When the multicultural French national team won the World Cup in 1998, praise was heaped upon France's integration model.

Yet the World Cup triumph cannot be globally transferred to the situation encountered by immigrants in the suburbs of large French towns, as was demonstrated by the riots that happened there in 2005. Even the French World Cup winner Lilian Thuram, who grew up in Guadeloupe, acknowledged that rash actions such as these do not come about by chance, if you consider the neglect of young people there. And when interior minister Nicolas Sarkozy goes on to call these people 'scum' and 'crooks' and talks of cleansing the suburbs with water cannon, one thing can lead to another. "I was also told once that I belong to the trash", countered Thuram. "But I am not scum. What I wanted to do was work."

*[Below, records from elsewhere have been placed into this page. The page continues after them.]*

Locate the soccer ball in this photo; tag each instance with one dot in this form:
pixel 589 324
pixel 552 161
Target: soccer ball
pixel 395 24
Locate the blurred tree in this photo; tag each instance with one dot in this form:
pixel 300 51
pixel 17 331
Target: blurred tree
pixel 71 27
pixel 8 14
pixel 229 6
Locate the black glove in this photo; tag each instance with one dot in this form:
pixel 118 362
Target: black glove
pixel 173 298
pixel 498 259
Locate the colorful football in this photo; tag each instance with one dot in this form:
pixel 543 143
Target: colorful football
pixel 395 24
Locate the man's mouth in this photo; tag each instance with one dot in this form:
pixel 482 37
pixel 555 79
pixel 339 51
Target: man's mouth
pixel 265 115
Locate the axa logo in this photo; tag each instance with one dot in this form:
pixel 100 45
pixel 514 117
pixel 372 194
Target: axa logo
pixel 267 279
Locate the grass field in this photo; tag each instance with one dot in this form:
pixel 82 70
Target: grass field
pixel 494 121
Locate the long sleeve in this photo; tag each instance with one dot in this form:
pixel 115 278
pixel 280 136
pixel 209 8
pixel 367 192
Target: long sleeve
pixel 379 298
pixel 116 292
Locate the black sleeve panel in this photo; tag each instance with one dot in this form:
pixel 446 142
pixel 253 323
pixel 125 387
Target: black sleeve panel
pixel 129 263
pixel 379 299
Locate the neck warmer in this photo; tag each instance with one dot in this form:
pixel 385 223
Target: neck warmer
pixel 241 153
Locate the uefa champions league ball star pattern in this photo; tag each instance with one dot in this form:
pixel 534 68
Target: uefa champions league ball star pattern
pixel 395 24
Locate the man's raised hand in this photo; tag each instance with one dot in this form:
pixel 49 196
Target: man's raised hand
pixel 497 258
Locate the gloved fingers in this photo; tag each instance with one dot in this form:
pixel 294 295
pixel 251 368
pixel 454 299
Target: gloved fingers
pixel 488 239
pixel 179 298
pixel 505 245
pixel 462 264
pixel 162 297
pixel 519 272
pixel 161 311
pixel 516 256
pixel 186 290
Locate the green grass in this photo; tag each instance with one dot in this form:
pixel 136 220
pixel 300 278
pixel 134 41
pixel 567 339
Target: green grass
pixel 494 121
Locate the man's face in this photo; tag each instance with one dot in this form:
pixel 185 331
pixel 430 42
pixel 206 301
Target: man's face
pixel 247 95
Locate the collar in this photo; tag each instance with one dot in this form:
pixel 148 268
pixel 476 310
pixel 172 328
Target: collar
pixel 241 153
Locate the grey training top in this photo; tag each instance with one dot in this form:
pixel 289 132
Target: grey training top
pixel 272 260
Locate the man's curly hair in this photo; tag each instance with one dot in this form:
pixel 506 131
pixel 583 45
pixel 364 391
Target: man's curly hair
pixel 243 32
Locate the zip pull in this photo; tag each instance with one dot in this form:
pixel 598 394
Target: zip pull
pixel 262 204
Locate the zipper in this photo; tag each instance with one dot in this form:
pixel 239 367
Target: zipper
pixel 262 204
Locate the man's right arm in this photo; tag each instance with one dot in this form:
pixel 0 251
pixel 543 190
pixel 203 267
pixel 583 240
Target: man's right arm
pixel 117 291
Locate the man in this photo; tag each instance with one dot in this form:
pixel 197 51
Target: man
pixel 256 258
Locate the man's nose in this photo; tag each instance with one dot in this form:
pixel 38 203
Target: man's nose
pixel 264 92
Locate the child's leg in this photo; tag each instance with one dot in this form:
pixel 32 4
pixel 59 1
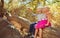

Thuram's opinion carries quite a lot of weight. In 2001 he took receipt of the UEFA Charity Cheque on behalf of Football Against Racism in Europe, he is an active member of the French High Council of Integration and has long taken a stance on racism in football: "Until 100 years ago", says Thuram, "renowned intellectuals argued that blacks were inferior to whites. European countries built their industrial and economic power on the backs of black people. The monkey chants made by fans today are the logical consequence of this culture."

Many football clubs attempt to cater for the social needs of immigrant children while keeping an eye out for new talent. Foot Citoyen sees itself as a social project that focuses on raising the awareness of coaches for the problem. Yet as the sole means of integration, football projects are of no help to the suburbs when many people have nothing outside of sport - no work, no exam certificates and little motivation. A view confirmed by Thierry Dodeman, chairman of the largest club in one of the suburbs affected by the riots, Clichy-sous-Bois: "It's a vicious circle that keeps on turning, and football can't stop it either, only in exceptional cases."

"Ali Benouna, a Muslim from Algeria, was able to play for France in 1935, while in 1938 the star of the French team was Larbi Ben Barek, who came from Casablanca. He played alongside Raoul Diagne from Senegal, whose father was a member of parliament and had studied law. By this I am not trying to say that there was less racism in French football than in Austria, for example, where there was not a single black player at the time, or in Germany, Italy or Spain. In fact it shows something else: it shows that football was never an element of national identity in France. An interesting point, when you consider that football became part of the national heritage of many European countries in the 1930s."